Treatment of animals in Asian countries in particular remains in the dark ages. Science has produced remedies and treatments for every known human ailment and requirement, yet many Asian stalls remain stocked with animal-derived substances, all peddled under the long-outmoded terms Tradition, and Heritage.

Both terms support perpetuation of horrific animal abuses. Skinning dogs and cats alive, slicing off living sharks fins, knocking out nest and chicks of breeding bird colonies, poaching the remnants of the African rhinoceros, trapping tigers for every part of their bodies, and keeping bears in cages the same size as themselves with open holes in their bellies for up to 20 years, are just some 'traditional' practices carried out in Asia in this so-called enlightened 21st century.

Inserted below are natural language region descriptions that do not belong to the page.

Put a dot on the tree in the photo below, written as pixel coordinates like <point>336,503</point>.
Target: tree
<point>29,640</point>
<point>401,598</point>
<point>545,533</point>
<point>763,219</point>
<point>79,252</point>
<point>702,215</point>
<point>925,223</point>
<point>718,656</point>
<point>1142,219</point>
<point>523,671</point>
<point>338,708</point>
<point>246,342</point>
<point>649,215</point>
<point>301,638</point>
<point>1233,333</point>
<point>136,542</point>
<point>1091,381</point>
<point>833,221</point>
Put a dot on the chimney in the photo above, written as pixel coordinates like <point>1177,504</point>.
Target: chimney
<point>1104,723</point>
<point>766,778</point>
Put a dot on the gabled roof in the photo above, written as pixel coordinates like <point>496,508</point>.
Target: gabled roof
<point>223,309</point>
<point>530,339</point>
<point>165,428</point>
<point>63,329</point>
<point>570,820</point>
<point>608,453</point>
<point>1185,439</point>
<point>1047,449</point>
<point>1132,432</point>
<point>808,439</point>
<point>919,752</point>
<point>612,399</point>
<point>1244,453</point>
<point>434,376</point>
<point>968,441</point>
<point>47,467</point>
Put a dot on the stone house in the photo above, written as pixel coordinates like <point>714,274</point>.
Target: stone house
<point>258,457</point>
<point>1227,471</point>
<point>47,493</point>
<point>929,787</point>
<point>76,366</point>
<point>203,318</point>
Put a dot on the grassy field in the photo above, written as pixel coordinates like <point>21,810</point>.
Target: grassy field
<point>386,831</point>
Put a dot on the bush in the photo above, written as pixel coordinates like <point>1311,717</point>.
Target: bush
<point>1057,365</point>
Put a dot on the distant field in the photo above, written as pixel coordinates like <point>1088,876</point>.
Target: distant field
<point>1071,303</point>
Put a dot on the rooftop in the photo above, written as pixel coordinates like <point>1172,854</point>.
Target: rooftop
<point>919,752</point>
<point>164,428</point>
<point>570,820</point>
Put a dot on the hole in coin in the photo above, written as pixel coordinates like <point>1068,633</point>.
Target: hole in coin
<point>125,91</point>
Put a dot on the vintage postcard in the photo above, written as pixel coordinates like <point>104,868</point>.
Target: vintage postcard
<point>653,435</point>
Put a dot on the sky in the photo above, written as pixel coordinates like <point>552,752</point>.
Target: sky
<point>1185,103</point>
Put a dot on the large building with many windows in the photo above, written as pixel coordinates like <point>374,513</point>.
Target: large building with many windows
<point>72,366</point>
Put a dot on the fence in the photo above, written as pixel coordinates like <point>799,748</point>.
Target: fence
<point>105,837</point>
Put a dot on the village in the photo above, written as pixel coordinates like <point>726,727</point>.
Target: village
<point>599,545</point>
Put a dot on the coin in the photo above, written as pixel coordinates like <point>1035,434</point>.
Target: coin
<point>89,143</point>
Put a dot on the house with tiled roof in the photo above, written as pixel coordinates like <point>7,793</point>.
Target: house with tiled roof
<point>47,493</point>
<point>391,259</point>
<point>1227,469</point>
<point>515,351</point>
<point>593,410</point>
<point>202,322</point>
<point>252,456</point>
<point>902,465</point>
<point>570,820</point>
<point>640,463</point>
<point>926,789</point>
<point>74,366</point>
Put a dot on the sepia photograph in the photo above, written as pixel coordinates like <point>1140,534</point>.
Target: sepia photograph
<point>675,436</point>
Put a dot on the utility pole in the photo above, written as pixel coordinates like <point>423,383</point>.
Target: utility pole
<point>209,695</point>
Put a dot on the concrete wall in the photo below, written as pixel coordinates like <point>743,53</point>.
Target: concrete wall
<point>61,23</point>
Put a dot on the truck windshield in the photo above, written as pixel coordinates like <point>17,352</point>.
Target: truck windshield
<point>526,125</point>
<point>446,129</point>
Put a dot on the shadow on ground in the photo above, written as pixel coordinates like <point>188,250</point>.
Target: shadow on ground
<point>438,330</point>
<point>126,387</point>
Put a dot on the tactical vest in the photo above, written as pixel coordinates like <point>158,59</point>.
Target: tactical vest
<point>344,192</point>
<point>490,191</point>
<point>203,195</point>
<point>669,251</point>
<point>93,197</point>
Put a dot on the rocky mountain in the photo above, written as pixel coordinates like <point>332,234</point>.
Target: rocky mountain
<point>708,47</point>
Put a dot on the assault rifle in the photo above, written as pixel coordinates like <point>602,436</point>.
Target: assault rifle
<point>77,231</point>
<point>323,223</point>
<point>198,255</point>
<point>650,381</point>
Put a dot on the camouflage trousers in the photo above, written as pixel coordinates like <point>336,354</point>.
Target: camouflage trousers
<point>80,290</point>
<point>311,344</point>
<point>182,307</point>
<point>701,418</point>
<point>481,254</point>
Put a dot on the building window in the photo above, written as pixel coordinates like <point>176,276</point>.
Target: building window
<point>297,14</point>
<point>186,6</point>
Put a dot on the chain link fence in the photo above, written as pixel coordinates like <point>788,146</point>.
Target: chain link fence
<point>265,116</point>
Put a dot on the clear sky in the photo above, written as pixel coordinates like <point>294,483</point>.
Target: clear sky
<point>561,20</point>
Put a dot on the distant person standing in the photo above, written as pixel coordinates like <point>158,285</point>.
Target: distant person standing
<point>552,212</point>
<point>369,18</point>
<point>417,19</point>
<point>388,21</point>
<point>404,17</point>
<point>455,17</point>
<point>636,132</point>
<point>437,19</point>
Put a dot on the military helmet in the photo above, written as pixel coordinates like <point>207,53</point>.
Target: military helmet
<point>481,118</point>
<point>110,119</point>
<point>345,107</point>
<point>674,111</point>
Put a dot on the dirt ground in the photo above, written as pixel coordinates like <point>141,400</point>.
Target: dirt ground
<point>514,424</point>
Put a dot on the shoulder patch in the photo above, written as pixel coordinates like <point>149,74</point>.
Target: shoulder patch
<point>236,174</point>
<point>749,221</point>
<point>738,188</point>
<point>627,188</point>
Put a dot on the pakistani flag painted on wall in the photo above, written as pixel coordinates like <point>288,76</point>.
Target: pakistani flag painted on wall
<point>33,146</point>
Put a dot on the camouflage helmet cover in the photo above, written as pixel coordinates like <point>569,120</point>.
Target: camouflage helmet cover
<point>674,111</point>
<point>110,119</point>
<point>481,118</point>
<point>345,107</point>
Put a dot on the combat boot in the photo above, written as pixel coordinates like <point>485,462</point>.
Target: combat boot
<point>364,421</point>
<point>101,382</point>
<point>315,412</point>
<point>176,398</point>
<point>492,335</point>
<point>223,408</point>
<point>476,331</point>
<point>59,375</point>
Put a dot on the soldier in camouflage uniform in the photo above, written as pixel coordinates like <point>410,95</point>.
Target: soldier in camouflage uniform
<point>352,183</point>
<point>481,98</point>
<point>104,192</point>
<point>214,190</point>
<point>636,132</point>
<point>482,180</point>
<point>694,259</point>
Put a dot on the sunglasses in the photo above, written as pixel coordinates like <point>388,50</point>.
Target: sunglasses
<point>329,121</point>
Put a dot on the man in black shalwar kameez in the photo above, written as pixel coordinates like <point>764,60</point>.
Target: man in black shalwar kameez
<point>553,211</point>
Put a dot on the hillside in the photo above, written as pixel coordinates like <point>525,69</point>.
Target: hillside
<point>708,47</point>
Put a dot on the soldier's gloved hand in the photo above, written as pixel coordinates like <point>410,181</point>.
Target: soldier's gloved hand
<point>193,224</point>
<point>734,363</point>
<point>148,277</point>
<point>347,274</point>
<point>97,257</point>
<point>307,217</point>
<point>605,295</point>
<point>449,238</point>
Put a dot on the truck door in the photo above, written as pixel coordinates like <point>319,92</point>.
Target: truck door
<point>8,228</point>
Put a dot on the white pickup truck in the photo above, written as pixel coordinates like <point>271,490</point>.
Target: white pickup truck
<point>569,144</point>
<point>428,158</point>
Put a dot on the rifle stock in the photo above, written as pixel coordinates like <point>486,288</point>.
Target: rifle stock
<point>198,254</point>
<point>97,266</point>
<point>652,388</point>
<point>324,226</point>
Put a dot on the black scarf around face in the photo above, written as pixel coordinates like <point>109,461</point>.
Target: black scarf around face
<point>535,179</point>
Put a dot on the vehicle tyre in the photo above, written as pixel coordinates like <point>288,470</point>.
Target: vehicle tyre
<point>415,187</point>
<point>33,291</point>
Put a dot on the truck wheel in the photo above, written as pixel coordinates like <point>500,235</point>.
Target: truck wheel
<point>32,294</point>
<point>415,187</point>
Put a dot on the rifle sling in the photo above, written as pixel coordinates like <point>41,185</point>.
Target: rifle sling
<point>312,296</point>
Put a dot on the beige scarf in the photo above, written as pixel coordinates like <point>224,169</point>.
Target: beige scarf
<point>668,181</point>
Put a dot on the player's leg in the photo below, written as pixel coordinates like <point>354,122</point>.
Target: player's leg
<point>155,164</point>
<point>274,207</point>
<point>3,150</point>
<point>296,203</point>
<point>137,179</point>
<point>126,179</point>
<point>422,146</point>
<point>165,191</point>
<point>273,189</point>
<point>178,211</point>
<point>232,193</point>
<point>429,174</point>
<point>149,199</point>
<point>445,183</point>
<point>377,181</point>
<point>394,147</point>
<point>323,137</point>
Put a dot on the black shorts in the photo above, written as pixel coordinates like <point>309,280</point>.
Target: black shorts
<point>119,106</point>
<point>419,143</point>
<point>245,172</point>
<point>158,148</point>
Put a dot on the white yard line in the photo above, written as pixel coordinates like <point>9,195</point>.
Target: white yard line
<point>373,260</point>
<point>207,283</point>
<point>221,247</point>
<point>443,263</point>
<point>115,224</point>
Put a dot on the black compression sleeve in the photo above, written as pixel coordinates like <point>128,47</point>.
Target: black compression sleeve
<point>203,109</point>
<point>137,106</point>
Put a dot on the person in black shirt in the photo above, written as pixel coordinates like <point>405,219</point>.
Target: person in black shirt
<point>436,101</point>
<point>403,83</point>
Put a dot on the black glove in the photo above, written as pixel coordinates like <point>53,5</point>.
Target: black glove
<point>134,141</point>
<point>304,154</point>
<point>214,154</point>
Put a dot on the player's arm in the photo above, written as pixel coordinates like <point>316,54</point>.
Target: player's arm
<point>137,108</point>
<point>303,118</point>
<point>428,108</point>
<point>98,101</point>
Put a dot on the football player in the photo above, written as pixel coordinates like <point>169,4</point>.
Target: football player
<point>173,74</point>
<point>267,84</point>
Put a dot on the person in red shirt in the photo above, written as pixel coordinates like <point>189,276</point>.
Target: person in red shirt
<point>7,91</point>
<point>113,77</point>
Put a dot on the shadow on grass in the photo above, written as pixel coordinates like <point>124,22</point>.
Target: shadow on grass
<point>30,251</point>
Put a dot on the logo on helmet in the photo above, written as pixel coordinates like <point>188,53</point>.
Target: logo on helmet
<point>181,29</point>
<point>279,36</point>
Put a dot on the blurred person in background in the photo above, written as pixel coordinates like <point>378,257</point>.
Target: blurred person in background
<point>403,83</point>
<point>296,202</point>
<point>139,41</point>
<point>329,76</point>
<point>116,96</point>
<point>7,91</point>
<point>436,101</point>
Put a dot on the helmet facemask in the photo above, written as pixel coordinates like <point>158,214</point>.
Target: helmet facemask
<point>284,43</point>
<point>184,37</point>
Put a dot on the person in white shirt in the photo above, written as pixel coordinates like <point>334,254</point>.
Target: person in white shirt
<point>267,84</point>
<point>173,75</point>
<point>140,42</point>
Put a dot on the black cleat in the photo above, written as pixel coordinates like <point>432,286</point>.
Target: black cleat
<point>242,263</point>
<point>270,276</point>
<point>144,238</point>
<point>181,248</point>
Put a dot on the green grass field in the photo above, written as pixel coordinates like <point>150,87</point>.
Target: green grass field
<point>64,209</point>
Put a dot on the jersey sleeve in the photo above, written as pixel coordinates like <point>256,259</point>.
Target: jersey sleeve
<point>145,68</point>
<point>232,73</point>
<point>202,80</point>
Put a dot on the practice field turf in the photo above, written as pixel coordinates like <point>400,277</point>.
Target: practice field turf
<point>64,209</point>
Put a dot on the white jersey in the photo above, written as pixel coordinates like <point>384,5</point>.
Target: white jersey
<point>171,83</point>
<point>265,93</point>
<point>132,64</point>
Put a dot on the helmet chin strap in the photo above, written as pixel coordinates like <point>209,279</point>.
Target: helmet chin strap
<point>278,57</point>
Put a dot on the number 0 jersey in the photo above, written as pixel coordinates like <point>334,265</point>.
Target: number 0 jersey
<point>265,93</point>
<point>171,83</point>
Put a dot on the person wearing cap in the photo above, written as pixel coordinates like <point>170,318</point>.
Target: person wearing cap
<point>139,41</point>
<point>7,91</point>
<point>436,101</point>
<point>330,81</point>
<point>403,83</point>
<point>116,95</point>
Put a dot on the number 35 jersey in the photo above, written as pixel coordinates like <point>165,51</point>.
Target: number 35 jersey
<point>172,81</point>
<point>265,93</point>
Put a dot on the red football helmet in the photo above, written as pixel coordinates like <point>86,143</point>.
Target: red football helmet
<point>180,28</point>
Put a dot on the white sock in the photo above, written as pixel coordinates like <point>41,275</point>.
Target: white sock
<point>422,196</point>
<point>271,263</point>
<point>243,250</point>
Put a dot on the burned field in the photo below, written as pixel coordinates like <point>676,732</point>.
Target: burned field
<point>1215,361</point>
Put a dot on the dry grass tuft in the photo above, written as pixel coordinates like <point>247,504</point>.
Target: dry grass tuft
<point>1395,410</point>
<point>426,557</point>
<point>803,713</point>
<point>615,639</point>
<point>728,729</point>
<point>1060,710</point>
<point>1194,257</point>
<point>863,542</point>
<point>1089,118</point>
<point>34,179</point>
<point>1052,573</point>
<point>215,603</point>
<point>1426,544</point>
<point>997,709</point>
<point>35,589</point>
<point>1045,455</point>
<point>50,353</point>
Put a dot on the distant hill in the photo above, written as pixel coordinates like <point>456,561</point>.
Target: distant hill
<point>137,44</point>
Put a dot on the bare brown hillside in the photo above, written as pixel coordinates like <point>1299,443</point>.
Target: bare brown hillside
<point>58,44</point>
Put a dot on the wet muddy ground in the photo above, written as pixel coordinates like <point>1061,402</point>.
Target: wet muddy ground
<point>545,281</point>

Powerful campaigns are underway to resolve the most extreme forms of animal cruelty. But heritage and tradition are difficult words to squash, and here in Australia they are often used to support horrendous practices that otherwise might well put the perpetrators in jail. The barbaric treatment of cattle in Indonesian slaughterhouses, mutilation of ducks for 'sport' during recognised open seasons, clubbing to death of kangaroo joeys as by-catch for the meat trade; hacking off of giant sea turtles’ flippers and leaving them to die in the sun; battering wallabies to death with clubs; tossing living turtles, goannas and echidnas onto hot coals; golf swing practices on frogs and toads; rendering animals homeless by forestry practices and property burn-offs; mutilation and horrific deaths by ‘traditional’ barbed-wire fences; maimed and dying animals left by the roadsides; the relentless ongoing torment of flying-foxes - all are tolerated practices, many under the terms tradition and heritage, and all overlooked, and/or supported, by Australian legislation and government agencies.

Sadly all of which make Australia one of the most hypocritical nations on earth.